Na mensagem, o governador teve de citar as prostitutas que tinham vindo para o Pará, porque elas foram alcançadas pela administração estadual, ao buscarem licença oficial para exercerem suas atividades.

Era quando, a Polícia procedia às identificações oficiais delas como meretrizes.

E, elas recebiam uma caderneta do Serviço Médico Legal.

Na caderneta, constavam informações sobre sua origem racial, idade, seu estado civil, grau de instrução e naturalidade.

Informou o governador, na sua mensagem, que tinham sido examinadas, em 1920, pelo Instituto de Profilaxia, encarregado do controle de doenças venéreas no Estado, 20 prostitutas estrangeiras, junto com outras, 282, brasileiras,.

Dentre as estrangeiras, apenas três eram latino-americanas. Todas do Peru.

E, entre elas, uma única era norte-americana.

As demais estrangeiras provieram da Europa.

Seis russas. Duas austríacas. Duas espanholas. Duas italianas. Duas portuguesas.

Havia ainda, uma sérvia e uma romena.

Quanto às idades, nos cadastros daquele ano de 1920, oito tinham completado 35 anos ou mais.

As demais, pertenciam uma faixa etária compreendida entre 23 e 33 anos.

No quesito grau de instrução: as estrangeiras eram ligeiramente superiores às brasileiras. Um terço das brasileiras não sabiam ler, enquanto apenas um quarto das estrangeiras eram analfabetas.

O que aumentava as chances de as estrangeiras escaparem da marginalização social.

A situação desfavorável das brasileiras era ainda agravada pela cor de suas peles, numa sociedade afetada por preconceitos como a paraense da época.

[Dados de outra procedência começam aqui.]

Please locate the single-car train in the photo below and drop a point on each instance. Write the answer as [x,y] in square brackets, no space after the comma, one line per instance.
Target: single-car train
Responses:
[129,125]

As europeias eram todas brancas.

Entre as brasileiras, dois terços eram identificadas nas cadernetas como mestiças ou pretas.

Naquele período de crise econômica do Pará, um dado daquele cadastro mostrava o distanciamento da situação econômica das regiões Norte e Nordeste em relação ao Centro-Sul do país. 

No meio daquelas mulheres, havia uma única paulista e uma única carioca.

As demais ou eram paraenses – cerca de um terço -, ou nordestinas – sobretudo, cearenses.

Mas havia também, maranhenses, paraibanas e pernambucanas. 

E, em menor número, piauienses e rio-grandenses do norte.

Estas últimas em número igual ao das oriundas de outro Estado nortista, o Amazonas.

As brasileiras, como consequência da maior carga de preconceito social existente contra elas, não tinham a mesma facilidade para casar-se de que as estrangeiras usufruíam, mostravam os dados fornecidos pelo governador.

Apenas uma brasileira, em cada cinco, tinha marido. Já a metade das europeias eram casadas.

Curiosamente, no entanto, somente uma brasileira em cada grupo das 16 casadas enviuvara.

Enquanto entre as estrangeiras, a proporção, neste caso, era de uma viúva em cada grupo de 4 mulheres casadas.

De qualquer forma, mesmo entre as prostitutas estrangeiras, havia diferenças sociais.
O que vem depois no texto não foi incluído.